Jean-Luc Roméro : L’opinion aujourd’hui est prête. Les Français nous disent dans les sondages, non pas qu’ils sont pour l’euthanasie, mais ils veulent avoir le choix. On est dans le doute, on ne sait pas ce qu’on voudra à la fin. On a besoin d’avoir le choix, on a besoin d’avoir des soins palliatifs qui soient accessibles pour tous, ce n’est pas le cas aujourd’hui. Et de l’autre côté l’euthanasie parce que les soins palliatifs ne peuvent pas résoudre toutes les situations. On le voit parmi les politiques à l’Assemblée, il y a clairement une majorité en faveur (ndlr : d'une évolution législative). Maintenant, il faut que les politiques agissent et j’espère qu’après cette convention citoyenne, à l’automne prochain, il y aura un texte qui donnera cette ultime liberté.

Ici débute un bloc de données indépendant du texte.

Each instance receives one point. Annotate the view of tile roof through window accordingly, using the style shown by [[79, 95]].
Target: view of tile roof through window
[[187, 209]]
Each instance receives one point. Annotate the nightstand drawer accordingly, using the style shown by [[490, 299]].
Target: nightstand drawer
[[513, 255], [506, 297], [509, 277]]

Question : où se situe la juste mesure qui permettrait de concilier l’éthique et le respect de la vie ?
Jean-Luc Roméro : Il ne s’agit pas de faire un choix entre la vie et la mort. Il s’agit de faire un choix entre deux morts. 100 % d’entre nous allons mourir, ce n’est pas un scoop. Il faut permettre à chacun de choisir les conditions de sa mort. Il faut arrêter de faire une course vers la vie absolue le plus tard possible. Ceux qui le veulent, ils doivent être respectés, toute loi qui sera faite le respectera parce qu’elle posera des conditions. Si vous voulez mourir le plus tard possible, vous devez être respectés. Mais si vos souffrances sont insupportables, que vous voulez quitter ce monde, vous avez le droit d’être entendu.
Question : quelle est votre proposition ?
Jean-Luc Roméro : Il faut une loi qui place la volonté de la personne en fin de vie au centre des décisions, et pas celles et ceux qui sont autour du lit. Elle doit permettre d’un côté l’accès universel aux soins palliatifs pour mettre enfin les moyens, et de l’autre la légalisation de l’aide active à mourir, c’est-à-dire l’euthanasie et le suicide assisté.
Après avoir récupéré les conclusions de la convention citoyenne, le gouvernement préparera éventuellement un projet de loi et qui sera ensuite débattu au Parlement. A l'automne, les différents cultes ont exprimé leurs inquiétudes, défendant le respect "absolu" de la vie, et estimant qu'un passage à une "aide active à mourir".